# Best Damn Service There is...



## illnastyimpreza (Oct 25, 2006)

Ok so I had my GF order me a Cadence TXA6004 4 channel amp last night for my Impreza.... It was my Birthday  

I decided I needed a matching TXA1000D for my Subs,

So I went to the website this morning and they where all sold out ! I had no use for only 1 unmatching amp...so I sent them an Email.
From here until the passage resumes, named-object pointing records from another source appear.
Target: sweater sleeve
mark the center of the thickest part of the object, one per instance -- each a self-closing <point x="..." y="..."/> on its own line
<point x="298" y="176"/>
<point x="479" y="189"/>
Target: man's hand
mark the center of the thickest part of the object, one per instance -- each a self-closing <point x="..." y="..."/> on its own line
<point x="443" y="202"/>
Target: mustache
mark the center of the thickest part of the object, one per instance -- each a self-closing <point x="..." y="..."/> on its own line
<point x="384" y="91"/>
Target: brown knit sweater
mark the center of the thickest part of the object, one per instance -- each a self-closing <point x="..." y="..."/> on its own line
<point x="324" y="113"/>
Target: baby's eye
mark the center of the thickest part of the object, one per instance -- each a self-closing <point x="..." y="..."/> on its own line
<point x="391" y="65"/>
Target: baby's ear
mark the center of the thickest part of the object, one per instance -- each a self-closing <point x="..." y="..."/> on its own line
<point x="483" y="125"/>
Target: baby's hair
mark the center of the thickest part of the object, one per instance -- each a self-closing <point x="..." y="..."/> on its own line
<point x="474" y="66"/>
No more than 20 minutes later I get a call on my Cell, It was Jasonpaul. Appahrently one of thier distributers had just bought out most of thier entire stock !(over 1000 amps) He told me he would grab one off the order, take off $10 + free shipping ! $190 shipped to me door  

This is some of the best damn service I have gotten. I can only hope that the amp is just as good  

More review when I get them installed...


----------



## azngotskills (Feb 24, 2006)

thats is some good customer service...good luck


----------



## speakerboy (Oct 2, 2007)

Nice. Kudos to Cadence for sticking up for the little man.


----------



## Foglght (Aug 2, 2007)

I had the same type of service when I purchased my TXA-3004. PM JasonPaul, got one back in less than 10 minutes. Asked a bunch of questions, and said I would like to purchase. Less than 2 days later, it was at the door. I also got a follow up email to ask how everything was going.
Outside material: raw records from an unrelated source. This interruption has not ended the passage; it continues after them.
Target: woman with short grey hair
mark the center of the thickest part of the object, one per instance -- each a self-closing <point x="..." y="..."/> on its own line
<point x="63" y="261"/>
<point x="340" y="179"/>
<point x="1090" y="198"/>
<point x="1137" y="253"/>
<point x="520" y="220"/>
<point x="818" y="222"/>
Ugly amp IMO, but the service was great.


----------



## cheesehead (Mar 20, 2007)

Agreed! JasonPaul is a excellent business man. I have had a few transaction with him with excellent results!


----------



## illnastyimpreza (Oct 25, 2006)

the only bad news is, my GFs house is in NH...and I live in mass....and she shipped it to her house 

looks like I'm gona have to wait another day or so to get it, doh !

Since I ordered my Sub amp the next day(shipped to my house) I might end up getting em @ the same time anyway


----------